Por la existencia del conflicto armado —que negaban el propio Uribe y sus principales consejeros, para quienes lo que había en el país desde hacía cuarenta años era simplemente » narcoterrorismo” dentro de un paisaje que no era de desplazamiento forzoso y masivo de personas, sino de robusta y saludable “migración interna”—, Colombia se convirtió en una excepción en la América Latina del momento, donde proliferaban los gobiernos de izquierda: Venezuela, Ecuador, Bolivia, Chile, la Argentina, el Brasil, Uruguay. La población colombiana siempre ha sido predominantemente reaccionaria, “un país conservador que vota liberal”, lo definía con acierto el líder conservador Álvaro Gómez, sin precisar el motivo de ese voto contradictorio: el miedo a los gobiernos conservadores; en respuesta al accionar de las guerrillas, que se calificaban de izquierda, la derechización se pronunció todavía más.

Colombia ya era para entonces un país de desplazados. Unos seis millones de refugiados del interior, la mitad de la población campesina, campesinos expulsados de sus tierras expoliadas por los narcos y los paras con la complicidad de políticos locales, de notarios y jueces, y de las fuerzas armadas oficiales. Cinco millones de colombianos en el exterior, de los cuales unos miles exiliados por razones políticas y los restantes millones emigrados por motivos económicos, a Venezuela (más de dos millones), a Europa (sobre todo a España), a los Estados Unidos (600.000 sólo en la ciudad de Nueva York), al Canadá, a Australia, al Ecuador, a la Argentina. Colombia exporta su desempleo, y recibe a cambio anualmente varios miles de millones de dólares en remesas familiares. Y eso va acompañado por una concentración creciente de la propiedad de la tierra: una tendencia que viene desde la conquista española, continuada en la eliminación de los resguardos indígenas por los gobiernos republicanos, agravada por el despojo a los pequeños propietarios en los años de la Violencia liberal-conservadora y rematada luego por las adquisiciones de los narcotraficantes y los desplazamientos del paramilitarismo.

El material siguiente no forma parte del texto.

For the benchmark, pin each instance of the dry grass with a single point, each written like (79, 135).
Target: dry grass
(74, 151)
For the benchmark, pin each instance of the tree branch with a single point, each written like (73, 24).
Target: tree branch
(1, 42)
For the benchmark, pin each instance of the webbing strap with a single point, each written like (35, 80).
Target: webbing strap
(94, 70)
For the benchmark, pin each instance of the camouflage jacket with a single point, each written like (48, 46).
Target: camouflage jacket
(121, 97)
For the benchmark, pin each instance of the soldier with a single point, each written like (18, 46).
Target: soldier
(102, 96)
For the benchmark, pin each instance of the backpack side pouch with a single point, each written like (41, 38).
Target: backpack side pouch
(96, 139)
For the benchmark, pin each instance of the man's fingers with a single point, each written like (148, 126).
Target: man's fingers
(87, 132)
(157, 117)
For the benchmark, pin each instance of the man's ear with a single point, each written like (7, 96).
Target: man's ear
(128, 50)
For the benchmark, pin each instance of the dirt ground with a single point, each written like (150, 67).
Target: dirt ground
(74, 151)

 Si a las guerrillas el gobierno de Uribe les presentó guerra total, a los paramilitares les ofreció en cambio puente de plata. No en balde las zonas dominadas por el paramilitarismo habían sido claves en su victoria electoral del año 2002. Y es por eso que, cuando empezaron las investigaciones judiciales a los políticos por paramilitarismo, el presidente mismo les recomendó a los congresistas de la bancada gobiernista que votaran por los proyectos del gobierno antes de que los jueces los metieran a la cárcel. Pero entre tanto, algunos de los más conspicuos jefes del paramilitarismo fueron llevados por el gobierno para ser oídos por el Congreso: Salvatore Mancuso, Ernesto Báez (que más tarde serían condenados a muchos años de cárcel). Otro más, Carlos Castaño, se convirtió en una estrella de la televisión dando entrevistas en las que exhibía ostentosamente sus armas, sus hombres y sus uniformes camuflados de las AUC, Autodefensas Unidas de Colombia. Y finalmente el gobierno les dio una generosa ley de “Justicia y Paz” que propició la desmovilización de más de treinta mil combatientes, cuando sus diferentes grupos sumaban, según se decía, sólo 18.000. Entregaron 16.000 armas. Algunas de las rendiciones fueron tan grotescamente de sainete que acabaron siendo causa de que se acusara penalmente al Alto Comisionado de Paz, Luis Carlos Restrepo, de “falsas desmovilizaciones”. Mientras estaban en teoría concentrados en el pueblo de despeje de Santa Fe de Ralito, los “paras” seguían organizando contrabandos de droga sin que pasara nada. Cuando empezaron a declarar ante la justicia, catorce de sus cabecillas fueron extraditados a los Estados Unidos para ser juzgados allá por narcotráfico, dejando pendientes sus crímenes en Colombia: masacres, descuartizamientos, desapariciones.